Class II and Class III designations are now rarely used outside the rail transport industry. The Association of American Railroads typically divides non–Class I companies into three categories:
In early 1991, two Class II railroads, Montana Rail Link and Wisconsin Central, asked the Interstate Commerce Commission (ICC) to increase the minimum annual operating revenue criteria (then established at US$93.5 million) to avoid being redesignated as Class I, which would have resulted in increased administrative and legal costs. The Class II maximum criterion was increased in 1992 to $250 million annually, which resulted in the Florida East Coast Railway having its status changed to Class II. Rail carriers with less than $20 million in revenue are designated as Class III.
In Canada, a Class I rail carrier is defined (as of 2004) as a company that has earned gross revenues exceeding $250 million (CAD) for each of the previous two years.
Currently, eleven railroads in North America are designated as Class I. In the United States, Amtrak and seven freight railroads are designated Class I based on 2011 measurements released in 2013.(p1)
A Class II railroad hauls freight and is mid-sized in terms of operating revenue. As of 2011[update], a railroad with revenues greater than $37.4 million but less than $433.2 million for at least three consecutive years is considered Class II. Switching and terminal railroads are excluded from Class II status.
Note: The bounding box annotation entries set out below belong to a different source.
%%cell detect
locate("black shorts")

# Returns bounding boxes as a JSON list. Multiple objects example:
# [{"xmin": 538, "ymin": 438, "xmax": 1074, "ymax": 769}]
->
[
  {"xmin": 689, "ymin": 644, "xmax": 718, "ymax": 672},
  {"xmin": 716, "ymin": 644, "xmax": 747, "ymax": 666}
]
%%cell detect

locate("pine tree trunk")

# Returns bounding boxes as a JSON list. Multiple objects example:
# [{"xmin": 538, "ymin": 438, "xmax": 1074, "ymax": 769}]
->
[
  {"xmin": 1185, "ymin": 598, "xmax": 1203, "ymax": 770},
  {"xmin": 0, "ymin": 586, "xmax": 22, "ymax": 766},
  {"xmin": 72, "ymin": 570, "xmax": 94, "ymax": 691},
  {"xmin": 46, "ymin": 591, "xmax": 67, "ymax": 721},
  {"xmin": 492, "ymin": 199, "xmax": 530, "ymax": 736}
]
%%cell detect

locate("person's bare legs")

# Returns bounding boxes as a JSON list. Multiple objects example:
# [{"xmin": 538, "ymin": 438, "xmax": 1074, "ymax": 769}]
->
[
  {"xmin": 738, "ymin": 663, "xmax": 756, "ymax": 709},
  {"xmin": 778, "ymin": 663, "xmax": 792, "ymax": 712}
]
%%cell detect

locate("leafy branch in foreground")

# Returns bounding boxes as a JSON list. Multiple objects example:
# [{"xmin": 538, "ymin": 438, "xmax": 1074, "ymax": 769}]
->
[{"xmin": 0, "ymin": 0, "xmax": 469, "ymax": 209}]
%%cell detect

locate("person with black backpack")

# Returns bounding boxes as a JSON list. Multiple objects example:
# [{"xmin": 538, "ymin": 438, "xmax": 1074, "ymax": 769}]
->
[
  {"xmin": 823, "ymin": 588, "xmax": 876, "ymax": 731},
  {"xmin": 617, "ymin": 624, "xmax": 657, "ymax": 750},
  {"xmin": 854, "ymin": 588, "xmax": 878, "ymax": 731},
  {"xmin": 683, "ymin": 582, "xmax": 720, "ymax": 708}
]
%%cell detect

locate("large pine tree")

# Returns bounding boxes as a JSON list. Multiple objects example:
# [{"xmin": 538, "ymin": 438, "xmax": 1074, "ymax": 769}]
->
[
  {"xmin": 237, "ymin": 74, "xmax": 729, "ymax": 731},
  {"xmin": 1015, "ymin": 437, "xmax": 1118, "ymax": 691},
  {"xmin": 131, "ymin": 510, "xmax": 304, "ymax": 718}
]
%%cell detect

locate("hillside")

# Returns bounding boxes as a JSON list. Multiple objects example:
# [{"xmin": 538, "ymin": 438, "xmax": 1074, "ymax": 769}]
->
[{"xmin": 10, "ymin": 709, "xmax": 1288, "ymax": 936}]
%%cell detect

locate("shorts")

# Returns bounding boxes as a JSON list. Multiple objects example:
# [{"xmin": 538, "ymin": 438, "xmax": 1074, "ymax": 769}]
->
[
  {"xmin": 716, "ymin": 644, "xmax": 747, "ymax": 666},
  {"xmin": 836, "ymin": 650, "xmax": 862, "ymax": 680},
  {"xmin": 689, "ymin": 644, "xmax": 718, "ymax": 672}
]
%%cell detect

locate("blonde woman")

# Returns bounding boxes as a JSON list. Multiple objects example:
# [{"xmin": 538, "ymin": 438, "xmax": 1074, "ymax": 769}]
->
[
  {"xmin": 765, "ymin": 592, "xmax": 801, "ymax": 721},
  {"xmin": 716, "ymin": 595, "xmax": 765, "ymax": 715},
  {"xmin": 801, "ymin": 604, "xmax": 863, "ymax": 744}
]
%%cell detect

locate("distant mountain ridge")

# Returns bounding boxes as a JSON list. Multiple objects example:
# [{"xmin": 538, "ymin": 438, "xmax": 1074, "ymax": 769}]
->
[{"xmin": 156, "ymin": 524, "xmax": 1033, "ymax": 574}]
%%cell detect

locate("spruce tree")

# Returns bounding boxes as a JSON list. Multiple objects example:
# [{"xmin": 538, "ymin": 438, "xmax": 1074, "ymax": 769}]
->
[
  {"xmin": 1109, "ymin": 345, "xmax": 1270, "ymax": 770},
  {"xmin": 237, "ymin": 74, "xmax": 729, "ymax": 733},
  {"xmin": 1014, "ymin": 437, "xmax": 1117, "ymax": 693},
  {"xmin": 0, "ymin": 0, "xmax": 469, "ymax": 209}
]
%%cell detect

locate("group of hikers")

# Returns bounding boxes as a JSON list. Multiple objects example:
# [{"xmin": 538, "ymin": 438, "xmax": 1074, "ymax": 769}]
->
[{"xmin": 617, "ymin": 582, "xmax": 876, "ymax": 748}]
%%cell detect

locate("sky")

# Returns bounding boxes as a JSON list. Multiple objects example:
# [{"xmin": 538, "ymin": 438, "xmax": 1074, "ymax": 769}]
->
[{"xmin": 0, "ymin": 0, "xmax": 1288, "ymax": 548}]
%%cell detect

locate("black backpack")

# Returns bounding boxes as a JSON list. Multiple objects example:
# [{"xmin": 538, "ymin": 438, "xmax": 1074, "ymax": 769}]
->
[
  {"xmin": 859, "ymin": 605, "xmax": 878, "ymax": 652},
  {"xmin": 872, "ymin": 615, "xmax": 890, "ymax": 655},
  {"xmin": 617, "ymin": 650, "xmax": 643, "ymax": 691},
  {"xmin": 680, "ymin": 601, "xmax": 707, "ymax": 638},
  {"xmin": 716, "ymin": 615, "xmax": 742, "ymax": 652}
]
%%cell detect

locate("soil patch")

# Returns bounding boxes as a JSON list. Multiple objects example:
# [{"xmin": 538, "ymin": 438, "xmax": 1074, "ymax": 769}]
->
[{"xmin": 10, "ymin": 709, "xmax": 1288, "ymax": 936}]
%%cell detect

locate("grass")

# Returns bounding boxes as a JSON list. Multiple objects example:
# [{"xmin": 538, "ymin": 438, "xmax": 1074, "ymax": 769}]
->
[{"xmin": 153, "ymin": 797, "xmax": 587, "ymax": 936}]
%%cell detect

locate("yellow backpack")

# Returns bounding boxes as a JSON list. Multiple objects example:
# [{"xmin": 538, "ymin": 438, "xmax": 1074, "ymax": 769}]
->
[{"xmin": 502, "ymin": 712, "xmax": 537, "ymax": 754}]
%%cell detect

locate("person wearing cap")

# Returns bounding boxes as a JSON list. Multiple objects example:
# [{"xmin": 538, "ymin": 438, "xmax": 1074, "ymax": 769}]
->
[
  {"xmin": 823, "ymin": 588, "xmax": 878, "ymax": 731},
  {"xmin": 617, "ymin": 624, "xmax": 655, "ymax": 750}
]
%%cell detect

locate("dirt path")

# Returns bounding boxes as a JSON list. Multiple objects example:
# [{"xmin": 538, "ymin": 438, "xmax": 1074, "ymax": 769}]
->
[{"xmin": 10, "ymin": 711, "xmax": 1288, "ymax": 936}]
The last major change of the upper bound for a Class II railroad was in 1992, when the Florida East Coast Railway was changed from a Class I railroad to Class II. A previous change in 1991, which prevented two railroads-- Montana Rail Link and Wisconsin Central—from becoming Class I, was made at the request of the two railroads, as they did not wish to take on the extra cost and paperwork associated with Class I status. Changes since then have been adjustments for inflation.
A Class III or short-line railroad has an annual operating revenue of less than $20 million (1991 dollars). Class III railroads are typically local short-line railroads serving a small number of towns and industries or hauling cars for one or more larger railroads. Many Class III railroads were once branch lines of larger railroads or abandoned portions of main lines. Most Class III railroads are owned by railroad holding companies such as Genesee & Wyoming and Iowa Pacific Holdings.